Medical examiner testifies to severity of Freddie Gray's injuries

Assistant medical examiner Dr. Carroll Allan testified this afternoon to the severity of Freddie Gray's injuries, saying she determined the cause of death was a neck injury and the manner of death was a homicide after performing the autopsy.

The defense objected to admitting the autopsy report as evidence.

Following an explanation of the workings of the spinal column using charts and a model, Allan told the jury Gray's C-4 vertebra was pushed over his C-5 vertebra. She later testified that torn ligaments on the left side of Gray's neck made his injury "unstable."

"That meant any kind of movement after the primary injury occurred was going to cause more injury," she testified.

Spinal injuries like the one sustained by Gray can cause a person to "lose 80 percent of the efficiency of [their] breathing."

Without immediate medical attention, these injuries would cause suffocation, she testified.

Earlier in the proceedings, the prosecution entered into evidence a picture of Gray's spinal cord taken during the autopsy.
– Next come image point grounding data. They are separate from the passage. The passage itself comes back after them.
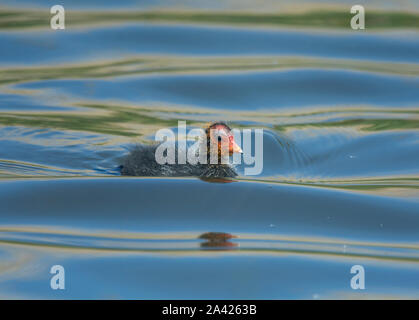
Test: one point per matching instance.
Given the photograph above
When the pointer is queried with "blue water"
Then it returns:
(340, 178)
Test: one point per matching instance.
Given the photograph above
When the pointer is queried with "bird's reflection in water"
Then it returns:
(218, 240)
(217, 180)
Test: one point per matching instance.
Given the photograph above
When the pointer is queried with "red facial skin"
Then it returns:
(232, 146)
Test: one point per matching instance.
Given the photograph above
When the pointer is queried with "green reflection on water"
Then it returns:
(329, 19)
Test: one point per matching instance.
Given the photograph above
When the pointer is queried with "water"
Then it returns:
(339, 186)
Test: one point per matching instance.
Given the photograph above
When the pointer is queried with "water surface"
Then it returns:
(339, 185)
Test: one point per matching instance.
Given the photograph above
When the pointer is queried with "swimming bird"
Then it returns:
(218, 142)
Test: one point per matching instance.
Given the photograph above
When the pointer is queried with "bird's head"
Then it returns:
(220, 139)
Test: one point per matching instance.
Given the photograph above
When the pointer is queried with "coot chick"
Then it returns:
(141, 161)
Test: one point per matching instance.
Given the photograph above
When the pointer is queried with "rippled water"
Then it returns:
(339, 187)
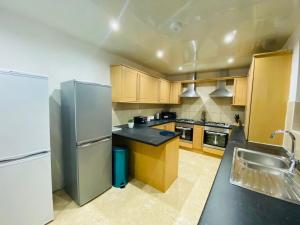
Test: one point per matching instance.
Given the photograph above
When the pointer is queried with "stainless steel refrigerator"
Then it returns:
(87, 123)
(25, 167)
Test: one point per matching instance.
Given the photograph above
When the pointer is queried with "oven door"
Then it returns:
(186, 133)
(215, 139)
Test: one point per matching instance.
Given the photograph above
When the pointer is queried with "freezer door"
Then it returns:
(25, 191)
(94, 169)
(93, 111)
(24, 119)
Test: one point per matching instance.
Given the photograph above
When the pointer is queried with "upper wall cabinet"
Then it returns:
(148, 88)
(240, 91)
(268, 84)
(124, 83)
(175, 92)
(164, 91)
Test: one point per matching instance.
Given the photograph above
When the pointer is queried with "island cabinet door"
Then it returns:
(198, 137)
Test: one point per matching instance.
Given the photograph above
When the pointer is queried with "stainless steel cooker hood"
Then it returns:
(221, 90)
(190, 92)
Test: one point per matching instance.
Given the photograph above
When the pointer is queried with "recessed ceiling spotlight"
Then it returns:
(176, 26)
(230, 60)
(115, 26)
(229, 37)
(160, 54)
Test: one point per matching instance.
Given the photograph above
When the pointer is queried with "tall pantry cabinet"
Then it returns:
(267, 97)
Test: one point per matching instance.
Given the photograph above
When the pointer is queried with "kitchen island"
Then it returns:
(153, 158)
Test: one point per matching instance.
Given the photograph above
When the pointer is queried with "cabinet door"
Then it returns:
(175, 92)
(198, 137)
(240, 91)
(148, 89)
(129, 85)
(269, 97)
(164, 91)
(249, 98)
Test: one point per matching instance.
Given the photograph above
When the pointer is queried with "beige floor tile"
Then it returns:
(140, 204)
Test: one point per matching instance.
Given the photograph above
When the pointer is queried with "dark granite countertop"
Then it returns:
(145, 134)
(228, 204)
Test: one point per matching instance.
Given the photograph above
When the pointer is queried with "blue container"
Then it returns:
(120, 166)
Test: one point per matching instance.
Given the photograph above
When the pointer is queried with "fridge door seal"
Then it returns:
(92, 141)
(23, 157)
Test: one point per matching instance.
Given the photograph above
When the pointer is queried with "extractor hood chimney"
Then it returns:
(190, 92)
(221, 90)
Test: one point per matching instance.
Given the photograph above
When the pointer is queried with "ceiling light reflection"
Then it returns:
(230, 60)
(229, 37)
(159, 54)
(114, 25)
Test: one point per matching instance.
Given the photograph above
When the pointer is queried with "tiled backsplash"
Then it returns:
(122, 112)
(218, 109)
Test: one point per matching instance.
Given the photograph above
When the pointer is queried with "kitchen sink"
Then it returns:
(265, 173)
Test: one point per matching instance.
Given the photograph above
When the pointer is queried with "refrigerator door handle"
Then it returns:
(95, 142)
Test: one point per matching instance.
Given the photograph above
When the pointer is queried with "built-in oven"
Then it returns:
(186, 131)
(215, 137)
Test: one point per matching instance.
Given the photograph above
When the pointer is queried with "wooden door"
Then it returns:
(240, 91)
(175, 92)
(269, 97)
(164, 91)
(198, 137)
(249, 97)
(129, 85)
(148, 89)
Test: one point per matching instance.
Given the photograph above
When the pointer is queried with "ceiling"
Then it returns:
(190, 33)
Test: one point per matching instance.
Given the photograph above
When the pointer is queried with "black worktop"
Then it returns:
(145, 134)
(228, 204)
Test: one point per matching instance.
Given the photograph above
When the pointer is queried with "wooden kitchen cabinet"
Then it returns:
(164, 91)
(269, 81)
(240, 91)
(148, 88)
(175, 92)
(166, 126)
(124, 81)
(213, 151)
(198, 137)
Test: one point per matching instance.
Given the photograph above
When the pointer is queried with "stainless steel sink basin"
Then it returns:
(263, 159)
(265, 173)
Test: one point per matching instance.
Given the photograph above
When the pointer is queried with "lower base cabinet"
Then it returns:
(166, 126)
(213, 151)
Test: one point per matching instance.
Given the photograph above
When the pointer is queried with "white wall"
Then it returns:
(31, 47)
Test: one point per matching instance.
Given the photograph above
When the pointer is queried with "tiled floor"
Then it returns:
(140, 204)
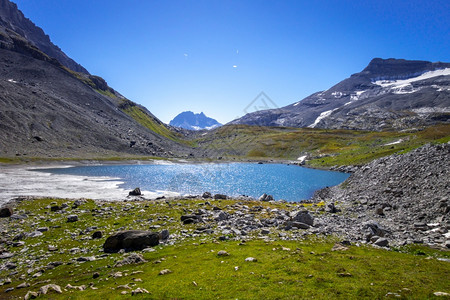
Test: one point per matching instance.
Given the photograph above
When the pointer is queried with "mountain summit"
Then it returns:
(12, 19)
(191, 121)
(388, 94)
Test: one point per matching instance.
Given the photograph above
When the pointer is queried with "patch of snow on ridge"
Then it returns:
(400, 83)
(356, 96)
(428, 110)
(394, 143)
(320, 117)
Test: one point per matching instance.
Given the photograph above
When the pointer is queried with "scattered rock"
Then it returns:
(304, 217)
(97, 235)
(164, 235)
(23, 285)
(300, 225)
(31, 295)
(55, 208)
(72, 287)
(265, 197)
(139, 291)
(72, 218)
(34, 234)
(190, 219)
(344, 274)
(50, 287)
(339, 247)
(222, 253)
(382, 242)
(130, 240)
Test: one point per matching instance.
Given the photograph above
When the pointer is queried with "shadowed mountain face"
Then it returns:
(191, 121)
(387, 94)
(49, 110)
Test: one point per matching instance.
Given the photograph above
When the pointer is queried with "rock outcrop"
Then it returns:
(387, 94)
(404, 198)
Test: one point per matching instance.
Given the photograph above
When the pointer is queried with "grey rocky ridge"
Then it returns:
(388, 94)
(52, 107)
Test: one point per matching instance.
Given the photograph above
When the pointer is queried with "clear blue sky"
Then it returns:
(217, 56)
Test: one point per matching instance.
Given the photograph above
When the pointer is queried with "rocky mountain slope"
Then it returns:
(192, 121)
(49, 110)
(387, 94)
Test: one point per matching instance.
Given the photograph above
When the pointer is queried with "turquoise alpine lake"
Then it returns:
(282, 181)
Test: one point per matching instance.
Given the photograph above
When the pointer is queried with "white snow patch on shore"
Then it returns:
(302, 158)
(402, 83)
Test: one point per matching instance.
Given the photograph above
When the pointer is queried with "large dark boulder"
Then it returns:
(135, 192)
(130, 240)
(304, 217)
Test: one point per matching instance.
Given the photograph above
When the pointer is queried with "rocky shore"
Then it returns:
(391, 202)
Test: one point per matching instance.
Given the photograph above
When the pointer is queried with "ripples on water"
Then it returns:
(289, 182)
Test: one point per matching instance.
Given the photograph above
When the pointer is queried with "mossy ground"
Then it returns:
(324, 147)
(285, 269)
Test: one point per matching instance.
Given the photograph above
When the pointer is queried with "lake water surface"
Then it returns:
(288, 182)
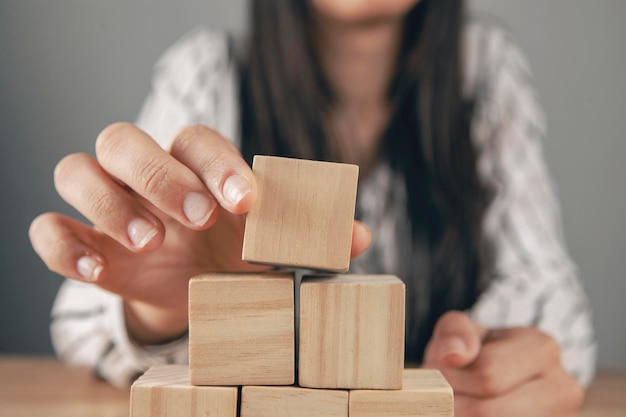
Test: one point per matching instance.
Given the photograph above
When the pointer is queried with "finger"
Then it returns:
(84, 185)
(361, 239)
(131, 156)
(219, 164)
(456, 341)
(557, 394)
(63, 244)
(509, 358)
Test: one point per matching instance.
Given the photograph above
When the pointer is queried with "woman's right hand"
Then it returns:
(158, 219)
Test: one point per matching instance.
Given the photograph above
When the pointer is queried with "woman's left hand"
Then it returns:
(502, 372)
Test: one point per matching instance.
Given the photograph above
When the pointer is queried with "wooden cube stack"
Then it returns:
(242, 326)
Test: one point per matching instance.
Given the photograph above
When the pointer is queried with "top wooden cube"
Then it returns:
(303, 214)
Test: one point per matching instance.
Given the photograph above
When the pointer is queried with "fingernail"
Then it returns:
(198, 208)
(235, 189)
(452, 346)
(89, 268)
(140, 232)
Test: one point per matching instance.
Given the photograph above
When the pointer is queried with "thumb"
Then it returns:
(455, 343)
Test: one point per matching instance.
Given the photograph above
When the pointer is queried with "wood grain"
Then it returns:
(303, 214)
(165, 391)
(351, 331)
(241, 329)
(293, 402)
(425, 393)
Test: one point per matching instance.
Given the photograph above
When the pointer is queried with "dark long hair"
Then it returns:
(285, 107)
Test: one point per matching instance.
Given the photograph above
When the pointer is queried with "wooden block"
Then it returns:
(165, 391)
(351, 332)
(303, 214)
(425, 393)
(293, 402)
(241, 329)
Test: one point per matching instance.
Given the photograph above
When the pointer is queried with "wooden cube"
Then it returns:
(425, 393)
(165, 391)
(293, 402)
(303, 214)
(351, 332)
(241, 329)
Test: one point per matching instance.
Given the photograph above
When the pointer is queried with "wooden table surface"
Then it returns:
(41, 386)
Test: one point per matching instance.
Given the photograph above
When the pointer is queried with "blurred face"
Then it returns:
(362, 11)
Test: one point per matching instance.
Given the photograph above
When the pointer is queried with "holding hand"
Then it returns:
(159, 218)
(502, 372)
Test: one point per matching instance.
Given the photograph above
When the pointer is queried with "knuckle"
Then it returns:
(188, 135)
(100, 203)
(111, 136)
(49, 240)
(67, 167)
(153, 176)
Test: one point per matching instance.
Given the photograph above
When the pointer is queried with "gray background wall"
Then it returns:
(70, 67)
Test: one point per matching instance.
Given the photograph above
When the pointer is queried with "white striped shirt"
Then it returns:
(534, 282)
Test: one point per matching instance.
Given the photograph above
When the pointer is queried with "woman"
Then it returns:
(440, 116)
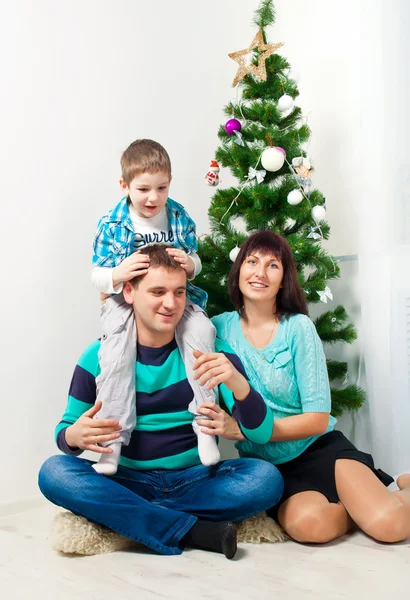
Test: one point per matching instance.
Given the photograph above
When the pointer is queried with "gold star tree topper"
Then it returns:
(260, 69)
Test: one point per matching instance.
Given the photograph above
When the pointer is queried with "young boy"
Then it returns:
(144, 216)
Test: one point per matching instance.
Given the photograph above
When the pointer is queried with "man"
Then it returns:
(161, 495)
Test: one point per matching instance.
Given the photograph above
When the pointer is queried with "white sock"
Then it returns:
(207, 447)
(108, 463)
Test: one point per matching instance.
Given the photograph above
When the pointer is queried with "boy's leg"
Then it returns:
(196, 332)
(116, 383)
(124, 502)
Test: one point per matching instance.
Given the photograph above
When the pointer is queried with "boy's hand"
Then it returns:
(182, 258)
(87, 432)
(135, 265)
(217, 367)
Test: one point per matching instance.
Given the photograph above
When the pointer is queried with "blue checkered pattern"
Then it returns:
(114, 239)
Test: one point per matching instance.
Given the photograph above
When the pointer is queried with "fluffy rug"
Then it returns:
(75, 535)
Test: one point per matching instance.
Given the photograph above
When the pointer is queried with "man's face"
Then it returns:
(159, 303)
(148, 193)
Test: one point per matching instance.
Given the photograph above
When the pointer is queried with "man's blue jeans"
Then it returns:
(157, 508)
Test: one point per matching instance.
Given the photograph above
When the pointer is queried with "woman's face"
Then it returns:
(260, 277)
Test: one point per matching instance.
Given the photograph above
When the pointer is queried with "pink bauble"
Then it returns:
(232, 125)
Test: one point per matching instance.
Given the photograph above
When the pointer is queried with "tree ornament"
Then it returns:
(232, 126)
(294, 75)
(289, 223)
(285, 102)
(258, 70)
(303, 170)
(259, 175)
(325, 294)
(234, 253)
(273, 158)
(318, 214)
(295, 197)
(212, 177)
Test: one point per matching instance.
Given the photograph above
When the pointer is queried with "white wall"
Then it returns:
(80, 81)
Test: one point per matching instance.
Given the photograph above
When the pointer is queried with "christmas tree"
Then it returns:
(262, 144)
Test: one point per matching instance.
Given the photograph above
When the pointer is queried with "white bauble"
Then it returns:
(285, 102)
(294, 75)
(318, 214)
(272, 158)
(295, 197)
(234, 253)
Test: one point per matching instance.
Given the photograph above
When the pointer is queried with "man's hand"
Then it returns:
(134, 266)
(87, 432)
(216, 366)
(218, 422)
(182, 258)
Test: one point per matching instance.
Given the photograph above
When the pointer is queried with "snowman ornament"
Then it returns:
(212, 177)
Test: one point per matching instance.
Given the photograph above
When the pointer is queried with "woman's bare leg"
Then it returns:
(382, 514)
(309, 517)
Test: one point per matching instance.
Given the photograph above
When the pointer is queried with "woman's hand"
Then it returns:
(218, 422)
(217, 367)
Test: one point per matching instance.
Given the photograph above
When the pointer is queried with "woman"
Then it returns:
(329, 484)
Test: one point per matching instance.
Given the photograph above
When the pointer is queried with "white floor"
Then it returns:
(354, 567)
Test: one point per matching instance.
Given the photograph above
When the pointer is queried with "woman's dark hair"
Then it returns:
(290, 299)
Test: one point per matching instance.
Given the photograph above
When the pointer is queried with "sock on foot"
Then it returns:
(207, 447)
(215, 537)
(108, 463)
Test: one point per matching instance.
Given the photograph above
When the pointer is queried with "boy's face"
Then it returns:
(148, 193)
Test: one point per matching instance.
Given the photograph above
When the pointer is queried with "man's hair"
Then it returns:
(158, 257)
(144, 156)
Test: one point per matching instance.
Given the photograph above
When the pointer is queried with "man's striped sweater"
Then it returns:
(163, 437)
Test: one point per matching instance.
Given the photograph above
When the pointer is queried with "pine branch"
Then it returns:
(336, 369)
(350, 398)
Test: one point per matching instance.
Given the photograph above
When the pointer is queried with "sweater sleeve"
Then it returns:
(255, 418)
(310, 366)
(81, 395)
(101, 278)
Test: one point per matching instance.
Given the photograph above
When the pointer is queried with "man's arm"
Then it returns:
(78, 430)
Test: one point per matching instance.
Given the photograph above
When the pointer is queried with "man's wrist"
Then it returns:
(242, 391)
(68, 438)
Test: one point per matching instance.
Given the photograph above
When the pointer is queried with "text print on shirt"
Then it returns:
(143, 239)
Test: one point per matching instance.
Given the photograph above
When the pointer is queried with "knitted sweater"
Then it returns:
(292, 378)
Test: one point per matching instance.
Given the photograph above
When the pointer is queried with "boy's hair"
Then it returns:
(144, 156)
(158, 257)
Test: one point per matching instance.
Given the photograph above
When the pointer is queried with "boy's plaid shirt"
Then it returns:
(114, 239)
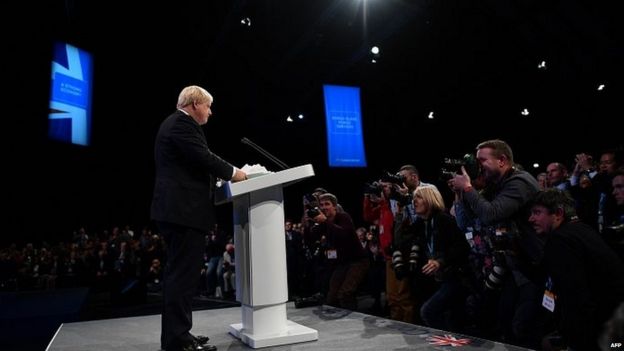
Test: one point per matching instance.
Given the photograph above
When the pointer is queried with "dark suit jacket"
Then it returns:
(185, 174)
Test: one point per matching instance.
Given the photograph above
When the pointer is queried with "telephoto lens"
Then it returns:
(397, 264)
(494, 280)
(414, 257)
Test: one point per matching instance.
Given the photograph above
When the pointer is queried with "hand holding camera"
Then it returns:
(316, 215)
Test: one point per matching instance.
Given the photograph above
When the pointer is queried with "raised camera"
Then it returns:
(392, 178)
(452, 167)
(313, 212)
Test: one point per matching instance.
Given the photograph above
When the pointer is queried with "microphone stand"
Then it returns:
(264, 153)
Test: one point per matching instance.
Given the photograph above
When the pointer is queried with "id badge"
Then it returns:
(548, 302)
(332, 254)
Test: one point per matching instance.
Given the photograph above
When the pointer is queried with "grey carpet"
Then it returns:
(338, 330)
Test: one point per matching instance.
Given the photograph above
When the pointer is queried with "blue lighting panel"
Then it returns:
(70, 95)
(343, 116)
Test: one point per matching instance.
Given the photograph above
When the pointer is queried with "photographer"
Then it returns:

Allan explained that it showed signs of swelling, contusions, and tissue deterioration.

"It was functionally cut through, but anatomically it was not," she testified.

Court went into recess before the defense was able to cross-examine Allan, but attorneys representing William Porter, the first Baltimore Police officer on trial in Gray's death, objected to Allan being sworn in as an expert witness in forensic pathology. Judge Barry G. Williams allowed it.

The defense will get to ask questions of Allan when the trial resumes Monday at 9 a.m.